In these days where everyone seems to frantically text, browse and communicate using all methods except language, educators find a tremendous difficulty to catch their students’ attention. As even seasoned teachers struggle over and over with the short attention span of their students, who seem to value only immediate results, monosyllabic words, or the use of emoticons instantly available at the tip of their fingers, we could ask: is there any value in learning a language such as Latin? Has not Latin been ‘dead’ for centuries?
Language, the key to education.
The function of education is preparing students to be useful members of society. And one of the definite goals of education is teaching the young to understand the interaction of the fundamental components of society: social, civil, political and religious spheres. These spheres are important because they compose the nature and the character of our culture. As long as ideas are important and as long as we want our young citizens to become part of the larger life of the Nation, understanding these four fundamental elements of society becomes the utmost priority in education.
What is then the key element then, to unable our parents and educators to share a round and wholistic formation with their students and children? Language. “Language is the supreme instrument in education – affirms XIXth Century American classic educator Charles E Bennett,- because language deals with ideas. Language promotes intellectual discipline, brings about intellectual development and power, opens the mind to intellectual concern and”- best of all- “the analysis of language demands precise and refined thinking.”
So why Latin?
“By the study of language, -continues Charles Bennett- is meant the study of one’s own language, but the study of one’s own language is achieved incomparably better by the indirect method of studying another language. Only so can the necessary processes of comparison be effectively instituted. And Latin is of value because it confers a mastery over the resources of one’s mother tongue.”
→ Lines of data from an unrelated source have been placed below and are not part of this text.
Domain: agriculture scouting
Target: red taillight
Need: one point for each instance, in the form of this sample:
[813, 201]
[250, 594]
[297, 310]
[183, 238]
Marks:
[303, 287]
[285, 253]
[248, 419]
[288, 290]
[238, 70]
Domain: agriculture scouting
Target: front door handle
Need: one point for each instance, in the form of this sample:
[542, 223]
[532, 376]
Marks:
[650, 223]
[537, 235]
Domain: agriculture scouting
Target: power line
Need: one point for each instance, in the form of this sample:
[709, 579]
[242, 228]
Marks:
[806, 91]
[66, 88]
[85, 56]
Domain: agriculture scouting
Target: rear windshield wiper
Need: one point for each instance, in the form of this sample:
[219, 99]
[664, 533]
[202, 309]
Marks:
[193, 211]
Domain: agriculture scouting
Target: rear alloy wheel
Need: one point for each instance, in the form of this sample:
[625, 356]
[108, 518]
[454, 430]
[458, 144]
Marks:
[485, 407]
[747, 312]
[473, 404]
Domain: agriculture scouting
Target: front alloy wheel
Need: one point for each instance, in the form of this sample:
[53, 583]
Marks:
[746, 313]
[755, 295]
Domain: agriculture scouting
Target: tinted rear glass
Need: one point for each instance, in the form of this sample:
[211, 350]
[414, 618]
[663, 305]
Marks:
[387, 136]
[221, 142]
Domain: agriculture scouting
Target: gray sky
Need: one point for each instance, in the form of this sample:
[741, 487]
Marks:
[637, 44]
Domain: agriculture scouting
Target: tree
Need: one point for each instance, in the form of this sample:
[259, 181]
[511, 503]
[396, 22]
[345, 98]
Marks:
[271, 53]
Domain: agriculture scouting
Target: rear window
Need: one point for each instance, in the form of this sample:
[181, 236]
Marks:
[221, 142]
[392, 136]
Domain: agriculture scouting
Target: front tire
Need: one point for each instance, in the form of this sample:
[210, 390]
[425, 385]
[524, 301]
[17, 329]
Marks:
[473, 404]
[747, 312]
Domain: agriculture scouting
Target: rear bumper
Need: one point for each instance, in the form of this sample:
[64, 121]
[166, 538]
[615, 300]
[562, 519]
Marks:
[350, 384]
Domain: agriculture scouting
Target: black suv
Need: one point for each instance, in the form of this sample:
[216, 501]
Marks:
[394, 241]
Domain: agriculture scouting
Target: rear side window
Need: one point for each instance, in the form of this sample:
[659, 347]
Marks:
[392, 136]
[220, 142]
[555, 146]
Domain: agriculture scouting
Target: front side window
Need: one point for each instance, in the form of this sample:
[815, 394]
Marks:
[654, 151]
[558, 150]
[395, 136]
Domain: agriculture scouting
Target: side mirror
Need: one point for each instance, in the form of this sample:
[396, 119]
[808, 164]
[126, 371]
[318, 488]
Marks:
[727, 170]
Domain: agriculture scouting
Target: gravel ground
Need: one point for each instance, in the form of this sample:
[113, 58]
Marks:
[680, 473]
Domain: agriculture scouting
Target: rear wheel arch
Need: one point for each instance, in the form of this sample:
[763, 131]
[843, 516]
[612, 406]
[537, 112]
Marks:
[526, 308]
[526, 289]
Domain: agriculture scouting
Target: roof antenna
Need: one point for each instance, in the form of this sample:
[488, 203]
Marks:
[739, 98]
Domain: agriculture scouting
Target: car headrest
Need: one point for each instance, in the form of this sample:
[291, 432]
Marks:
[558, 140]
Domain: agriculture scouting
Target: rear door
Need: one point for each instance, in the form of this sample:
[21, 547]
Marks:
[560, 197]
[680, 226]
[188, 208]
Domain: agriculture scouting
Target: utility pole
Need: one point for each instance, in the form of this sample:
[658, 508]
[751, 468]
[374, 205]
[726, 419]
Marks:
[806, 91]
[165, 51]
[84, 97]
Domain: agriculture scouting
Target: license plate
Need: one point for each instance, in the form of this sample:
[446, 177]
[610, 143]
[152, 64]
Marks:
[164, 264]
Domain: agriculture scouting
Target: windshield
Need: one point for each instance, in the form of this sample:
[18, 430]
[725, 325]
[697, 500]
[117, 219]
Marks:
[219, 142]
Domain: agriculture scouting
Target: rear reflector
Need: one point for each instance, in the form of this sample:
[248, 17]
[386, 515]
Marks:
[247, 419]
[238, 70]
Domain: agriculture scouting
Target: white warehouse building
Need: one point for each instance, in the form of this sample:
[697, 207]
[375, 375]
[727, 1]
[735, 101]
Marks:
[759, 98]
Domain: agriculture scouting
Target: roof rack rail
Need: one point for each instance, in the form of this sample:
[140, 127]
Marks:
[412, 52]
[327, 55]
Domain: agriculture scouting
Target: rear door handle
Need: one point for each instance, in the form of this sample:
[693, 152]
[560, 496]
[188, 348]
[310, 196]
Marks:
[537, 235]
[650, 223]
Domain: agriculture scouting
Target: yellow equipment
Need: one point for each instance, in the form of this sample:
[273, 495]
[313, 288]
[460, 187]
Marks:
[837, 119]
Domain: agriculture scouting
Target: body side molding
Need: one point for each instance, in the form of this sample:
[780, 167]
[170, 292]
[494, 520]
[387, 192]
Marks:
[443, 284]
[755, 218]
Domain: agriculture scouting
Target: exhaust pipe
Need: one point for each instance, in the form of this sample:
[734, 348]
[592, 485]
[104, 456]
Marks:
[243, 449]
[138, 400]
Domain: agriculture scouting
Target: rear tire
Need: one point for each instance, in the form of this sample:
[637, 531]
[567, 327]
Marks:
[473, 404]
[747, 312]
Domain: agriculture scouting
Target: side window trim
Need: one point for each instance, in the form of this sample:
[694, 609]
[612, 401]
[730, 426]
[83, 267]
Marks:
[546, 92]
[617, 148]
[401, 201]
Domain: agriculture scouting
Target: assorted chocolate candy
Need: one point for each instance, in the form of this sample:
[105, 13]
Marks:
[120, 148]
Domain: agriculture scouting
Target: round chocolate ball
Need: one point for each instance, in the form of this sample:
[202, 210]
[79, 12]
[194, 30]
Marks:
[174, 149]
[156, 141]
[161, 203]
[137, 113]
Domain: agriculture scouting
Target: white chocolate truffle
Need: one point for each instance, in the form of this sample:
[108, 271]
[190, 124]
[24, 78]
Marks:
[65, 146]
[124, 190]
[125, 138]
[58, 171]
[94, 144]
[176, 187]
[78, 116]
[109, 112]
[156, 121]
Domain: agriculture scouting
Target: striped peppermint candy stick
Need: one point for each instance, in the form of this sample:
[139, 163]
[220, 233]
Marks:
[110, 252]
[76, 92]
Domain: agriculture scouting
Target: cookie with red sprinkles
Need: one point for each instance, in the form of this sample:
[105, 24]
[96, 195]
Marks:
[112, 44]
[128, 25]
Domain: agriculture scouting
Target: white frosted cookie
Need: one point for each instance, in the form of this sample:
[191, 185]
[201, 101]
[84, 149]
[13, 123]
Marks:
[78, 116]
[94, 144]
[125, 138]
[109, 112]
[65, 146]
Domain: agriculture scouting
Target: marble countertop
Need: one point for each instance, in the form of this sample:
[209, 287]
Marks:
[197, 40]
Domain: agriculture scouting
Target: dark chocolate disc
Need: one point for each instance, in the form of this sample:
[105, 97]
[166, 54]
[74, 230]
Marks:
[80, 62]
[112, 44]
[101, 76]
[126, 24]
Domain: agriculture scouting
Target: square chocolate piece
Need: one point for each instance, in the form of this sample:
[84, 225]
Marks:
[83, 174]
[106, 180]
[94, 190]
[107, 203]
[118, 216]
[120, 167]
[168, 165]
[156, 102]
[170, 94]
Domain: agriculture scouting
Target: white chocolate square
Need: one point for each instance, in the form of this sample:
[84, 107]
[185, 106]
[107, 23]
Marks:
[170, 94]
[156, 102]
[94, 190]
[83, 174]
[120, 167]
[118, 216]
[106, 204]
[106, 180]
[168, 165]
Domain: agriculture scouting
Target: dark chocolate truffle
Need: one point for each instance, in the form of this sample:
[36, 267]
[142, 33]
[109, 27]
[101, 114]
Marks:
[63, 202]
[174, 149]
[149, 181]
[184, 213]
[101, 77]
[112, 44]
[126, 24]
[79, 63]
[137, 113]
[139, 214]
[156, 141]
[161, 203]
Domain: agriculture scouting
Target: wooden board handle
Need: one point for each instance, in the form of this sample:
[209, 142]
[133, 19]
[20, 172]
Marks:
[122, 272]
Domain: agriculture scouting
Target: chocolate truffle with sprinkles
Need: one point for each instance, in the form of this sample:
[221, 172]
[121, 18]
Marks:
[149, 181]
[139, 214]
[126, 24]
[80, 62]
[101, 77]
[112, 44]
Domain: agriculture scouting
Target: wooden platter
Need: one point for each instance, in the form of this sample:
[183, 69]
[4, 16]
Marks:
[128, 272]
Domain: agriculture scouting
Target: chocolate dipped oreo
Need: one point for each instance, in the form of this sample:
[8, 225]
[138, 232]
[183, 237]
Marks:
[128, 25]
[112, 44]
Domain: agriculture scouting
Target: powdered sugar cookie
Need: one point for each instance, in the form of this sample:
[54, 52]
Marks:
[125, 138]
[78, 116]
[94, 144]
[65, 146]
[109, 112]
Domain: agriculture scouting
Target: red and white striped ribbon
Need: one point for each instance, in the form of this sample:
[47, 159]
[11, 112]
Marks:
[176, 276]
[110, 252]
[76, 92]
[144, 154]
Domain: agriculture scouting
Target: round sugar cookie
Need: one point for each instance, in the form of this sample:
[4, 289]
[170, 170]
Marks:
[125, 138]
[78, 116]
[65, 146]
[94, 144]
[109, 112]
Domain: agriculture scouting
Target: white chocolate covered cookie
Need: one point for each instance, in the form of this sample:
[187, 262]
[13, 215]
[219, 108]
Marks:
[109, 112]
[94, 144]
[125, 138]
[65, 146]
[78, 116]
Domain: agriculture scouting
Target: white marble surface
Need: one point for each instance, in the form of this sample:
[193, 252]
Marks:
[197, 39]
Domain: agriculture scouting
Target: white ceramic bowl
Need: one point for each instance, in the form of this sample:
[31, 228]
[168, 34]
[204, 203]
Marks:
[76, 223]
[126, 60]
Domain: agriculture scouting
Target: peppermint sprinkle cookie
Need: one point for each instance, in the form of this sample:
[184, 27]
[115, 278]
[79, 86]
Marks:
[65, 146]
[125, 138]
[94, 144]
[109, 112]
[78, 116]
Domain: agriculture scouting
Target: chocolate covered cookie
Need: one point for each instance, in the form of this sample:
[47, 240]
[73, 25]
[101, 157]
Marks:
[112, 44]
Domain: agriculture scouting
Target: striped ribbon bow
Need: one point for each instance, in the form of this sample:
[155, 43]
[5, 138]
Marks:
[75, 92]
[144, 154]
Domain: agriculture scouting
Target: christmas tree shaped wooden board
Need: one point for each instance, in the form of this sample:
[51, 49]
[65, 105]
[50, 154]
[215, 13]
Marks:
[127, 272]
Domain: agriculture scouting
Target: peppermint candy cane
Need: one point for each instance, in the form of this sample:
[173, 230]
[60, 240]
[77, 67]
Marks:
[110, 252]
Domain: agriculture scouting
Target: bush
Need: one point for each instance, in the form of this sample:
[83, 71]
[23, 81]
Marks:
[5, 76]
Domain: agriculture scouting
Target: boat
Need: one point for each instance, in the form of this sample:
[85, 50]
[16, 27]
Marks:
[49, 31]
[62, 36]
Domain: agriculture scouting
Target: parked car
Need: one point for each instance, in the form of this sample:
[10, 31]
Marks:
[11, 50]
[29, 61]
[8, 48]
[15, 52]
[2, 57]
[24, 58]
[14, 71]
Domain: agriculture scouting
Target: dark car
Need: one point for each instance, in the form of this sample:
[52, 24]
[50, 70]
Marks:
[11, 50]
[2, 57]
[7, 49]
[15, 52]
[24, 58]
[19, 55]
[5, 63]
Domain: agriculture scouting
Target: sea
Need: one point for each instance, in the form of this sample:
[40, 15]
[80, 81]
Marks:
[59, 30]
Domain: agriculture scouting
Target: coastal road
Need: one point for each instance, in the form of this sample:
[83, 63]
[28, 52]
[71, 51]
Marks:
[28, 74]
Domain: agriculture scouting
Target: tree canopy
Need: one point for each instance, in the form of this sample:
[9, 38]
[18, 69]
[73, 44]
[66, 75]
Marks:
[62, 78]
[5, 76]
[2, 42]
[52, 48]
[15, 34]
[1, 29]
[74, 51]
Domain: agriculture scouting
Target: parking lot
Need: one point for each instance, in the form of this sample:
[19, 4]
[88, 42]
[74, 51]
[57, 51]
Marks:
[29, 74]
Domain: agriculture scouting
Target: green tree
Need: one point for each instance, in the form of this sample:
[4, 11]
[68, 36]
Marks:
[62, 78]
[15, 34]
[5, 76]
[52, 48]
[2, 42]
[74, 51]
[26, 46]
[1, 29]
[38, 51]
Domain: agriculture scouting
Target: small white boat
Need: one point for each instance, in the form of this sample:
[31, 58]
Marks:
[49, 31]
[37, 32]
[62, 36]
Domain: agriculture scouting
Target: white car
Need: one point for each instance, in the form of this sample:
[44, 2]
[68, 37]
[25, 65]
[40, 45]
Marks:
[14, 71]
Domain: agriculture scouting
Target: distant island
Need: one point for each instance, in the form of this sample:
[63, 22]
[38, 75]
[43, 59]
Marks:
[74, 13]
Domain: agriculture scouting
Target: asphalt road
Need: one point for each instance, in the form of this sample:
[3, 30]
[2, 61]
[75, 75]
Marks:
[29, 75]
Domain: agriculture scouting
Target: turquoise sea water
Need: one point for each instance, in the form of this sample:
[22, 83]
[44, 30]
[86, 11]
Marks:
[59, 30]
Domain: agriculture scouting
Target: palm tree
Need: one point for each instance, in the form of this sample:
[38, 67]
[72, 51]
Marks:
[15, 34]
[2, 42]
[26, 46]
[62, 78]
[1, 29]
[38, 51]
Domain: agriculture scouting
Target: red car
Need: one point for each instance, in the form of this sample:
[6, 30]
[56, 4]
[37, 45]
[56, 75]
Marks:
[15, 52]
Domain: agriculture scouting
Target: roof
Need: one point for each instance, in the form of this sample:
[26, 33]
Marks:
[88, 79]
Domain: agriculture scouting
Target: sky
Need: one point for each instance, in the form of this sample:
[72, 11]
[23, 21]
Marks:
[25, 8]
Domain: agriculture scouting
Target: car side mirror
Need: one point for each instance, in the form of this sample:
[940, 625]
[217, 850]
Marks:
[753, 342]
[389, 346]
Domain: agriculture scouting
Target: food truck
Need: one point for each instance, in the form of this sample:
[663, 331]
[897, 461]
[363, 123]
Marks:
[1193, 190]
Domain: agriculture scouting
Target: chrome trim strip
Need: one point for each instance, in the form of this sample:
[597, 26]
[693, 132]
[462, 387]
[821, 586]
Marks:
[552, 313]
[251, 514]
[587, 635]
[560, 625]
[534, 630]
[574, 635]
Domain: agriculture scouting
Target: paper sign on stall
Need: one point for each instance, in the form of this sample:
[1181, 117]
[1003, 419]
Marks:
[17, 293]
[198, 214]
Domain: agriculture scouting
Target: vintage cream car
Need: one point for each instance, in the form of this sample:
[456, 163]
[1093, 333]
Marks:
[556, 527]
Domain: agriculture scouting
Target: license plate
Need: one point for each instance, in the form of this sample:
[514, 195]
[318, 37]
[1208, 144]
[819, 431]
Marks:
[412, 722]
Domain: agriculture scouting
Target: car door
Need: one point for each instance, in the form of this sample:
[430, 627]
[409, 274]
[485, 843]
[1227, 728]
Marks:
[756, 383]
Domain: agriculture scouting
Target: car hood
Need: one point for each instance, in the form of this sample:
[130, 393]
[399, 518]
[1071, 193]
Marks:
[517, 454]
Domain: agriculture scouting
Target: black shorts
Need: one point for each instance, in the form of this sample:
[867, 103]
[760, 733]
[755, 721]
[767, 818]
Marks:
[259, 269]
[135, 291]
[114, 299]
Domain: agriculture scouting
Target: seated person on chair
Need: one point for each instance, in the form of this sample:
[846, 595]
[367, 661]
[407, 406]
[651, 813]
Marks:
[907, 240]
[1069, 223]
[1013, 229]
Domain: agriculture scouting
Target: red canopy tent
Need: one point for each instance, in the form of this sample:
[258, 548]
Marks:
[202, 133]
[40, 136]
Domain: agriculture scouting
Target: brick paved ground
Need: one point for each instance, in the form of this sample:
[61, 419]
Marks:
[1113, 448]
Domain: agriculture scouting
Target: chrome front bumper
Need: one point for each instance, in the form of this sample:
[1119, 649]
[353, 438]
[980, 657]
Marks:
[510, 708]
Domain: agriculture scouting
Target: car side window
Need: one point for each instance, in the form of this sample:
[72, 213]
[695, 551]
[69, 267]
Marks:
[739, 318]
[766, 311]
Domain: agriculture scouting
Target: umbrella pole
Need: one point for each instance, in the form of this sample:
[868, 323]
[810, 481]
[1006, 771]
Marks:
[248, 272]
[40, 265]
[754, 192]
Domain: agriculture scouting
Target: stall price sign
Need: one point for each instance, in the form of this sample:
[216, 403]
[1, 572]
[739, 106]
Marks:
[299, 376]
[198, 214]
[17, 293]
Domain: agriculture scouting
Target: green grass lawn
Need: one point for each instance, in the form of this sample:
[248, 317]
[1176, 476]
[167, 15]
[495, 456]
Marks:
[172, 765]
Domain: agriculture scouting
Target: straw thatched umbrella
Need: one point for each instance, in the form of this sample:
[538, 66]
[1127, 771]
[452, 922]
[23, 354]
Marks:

So, for example, by learning derivatives (English words with Latin roots) and other traditional topics, Latin students acquire a mastery over the resources of their own native language, and – most importantly-, they are able to learn the precise meaning of words. Most likely, many of our youngsters will not reach the degree of proficiency necessary to translate Virgil or Tacitus… but by enjoying an early exposure to Latin, they will be on their way to developing a strong sense of form, style, and- most importantly – they will count on the indispensable and invaluable equipment of a truly educated adult: the capacity of expressing directly, clearly, precisely and with effect.
Where to start?
Many resources online provide an extensive list of Latin resources for teachers, parents and even for the self-taught. But we have to remember that learning Latin can be fun and relaxing. For this purpose, we recommend a very interesting resource: Asterix in Latin, available the indomitable Gaulish hero official website www.asterix.com
The album even provides a Teacher’s guide (in French), a glossary to allow everyone to master etymology and even 27 famous phrases, to help you and your little ones discover a most interesting an unusual way to explore the Latin language, by Toutatis! Enjoy!